Vectorize tackles one of the hardest parts of building retrieval-augmented generation (RAG) systems: turning messy, unstructured source data into clean vectors that an LLM can actually use. Documents, PDFs, audio files, and video rarely arrive in a form ready for embedding, and naive pipelines produce poor retrieval quality. Vectorize automates extraction, chunking, embedding, and loading into vector databases so teams can stand up reliable RAG faster.

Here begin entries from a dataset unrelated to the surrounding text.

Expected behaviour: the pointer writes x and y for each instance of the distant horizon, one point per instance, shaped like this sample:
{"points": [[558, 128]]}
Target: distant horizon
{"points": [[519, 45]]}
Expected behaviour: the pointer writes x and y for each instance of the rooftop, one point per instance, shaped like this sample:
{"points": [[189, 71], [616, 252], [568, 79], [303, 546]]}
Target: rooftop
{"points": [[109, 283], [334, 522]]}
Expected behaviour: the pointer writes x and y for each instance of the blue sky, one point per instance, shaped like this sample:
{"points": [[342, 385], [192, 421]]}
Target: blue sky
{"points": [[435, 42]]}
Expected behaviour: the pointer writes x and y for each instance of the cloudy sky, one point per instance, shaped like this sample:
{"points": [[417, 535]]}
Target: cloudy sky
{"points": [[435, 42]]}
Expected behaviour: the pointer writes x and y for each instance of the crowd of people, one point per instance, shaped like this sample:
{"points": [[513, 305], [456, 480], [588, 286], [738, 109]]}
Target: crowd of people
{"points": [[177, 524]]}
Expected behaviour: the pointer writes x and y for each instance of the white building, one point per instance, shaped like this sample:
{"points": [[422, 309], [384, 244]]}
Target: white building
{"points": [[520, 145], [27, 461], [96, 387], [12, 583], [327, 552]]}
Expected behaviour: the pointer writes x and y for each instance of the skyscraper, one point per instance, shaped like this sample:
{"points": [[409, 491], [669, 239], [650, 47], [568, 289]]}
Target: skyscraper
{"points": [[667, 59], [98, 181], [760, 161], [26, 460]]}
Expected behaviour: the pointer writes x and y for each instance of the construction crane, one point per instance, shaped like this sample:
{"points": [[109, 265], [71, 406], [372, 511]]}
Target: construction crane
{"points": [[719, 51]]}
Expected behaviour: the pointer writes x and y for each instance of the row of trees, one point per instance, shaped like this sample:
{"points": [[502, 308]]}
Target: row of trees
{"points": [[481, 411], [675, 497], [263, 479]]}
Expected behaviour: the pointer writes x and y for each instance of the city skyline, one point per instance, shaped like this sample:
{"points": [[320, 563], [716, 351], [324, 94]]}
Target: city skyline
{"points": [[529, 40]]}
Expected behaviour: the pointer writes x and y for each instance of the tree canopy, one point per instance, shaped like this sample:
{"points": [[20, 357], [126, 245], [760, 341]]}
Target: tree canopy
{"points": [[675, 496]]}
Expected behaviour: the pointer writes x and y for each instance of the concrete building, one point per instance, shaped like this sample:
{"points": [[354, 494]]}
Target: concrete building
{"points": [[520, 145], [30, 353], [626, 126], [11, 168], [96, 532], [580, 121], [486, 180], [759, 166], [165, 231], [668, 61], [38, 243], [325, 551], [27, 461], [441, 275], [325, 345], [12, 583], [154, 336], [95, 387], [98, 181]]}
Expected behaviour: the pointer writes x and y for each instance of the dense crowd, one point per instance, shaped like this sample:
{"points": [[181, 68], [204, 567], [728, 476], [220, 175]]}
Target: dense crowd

The platform lets users experiment with different chunking strategies and embedding models, evaluate retrieval quality, and then deploy production pipelines that keep vector indexes in sync as source data changes. This addresses the common failure mode where a demo works but production RAG degrades because the data pipeline was an afterthought.
Vectorize launched in October 2024 with a $3.6M seed round led by True Ventures, with partner Puneet Agarwal leading the investment and angel participation from industry operators. The Boulder, Colorado company is led by CEO Chris Latimer.
Since launch, Vectorize has expanded beyond batch data preparation into an agentic RAG platform aimed at real-time enterprise data, reflecting the broader market shift toward retrieval systems that continuously ingest and reason over live information.
By focusing on the data-engineering layer beneath RAG rather than the model itself, Vectorize sits alongside vector databases and embedding providers as core plumbing for production AI search and assistants.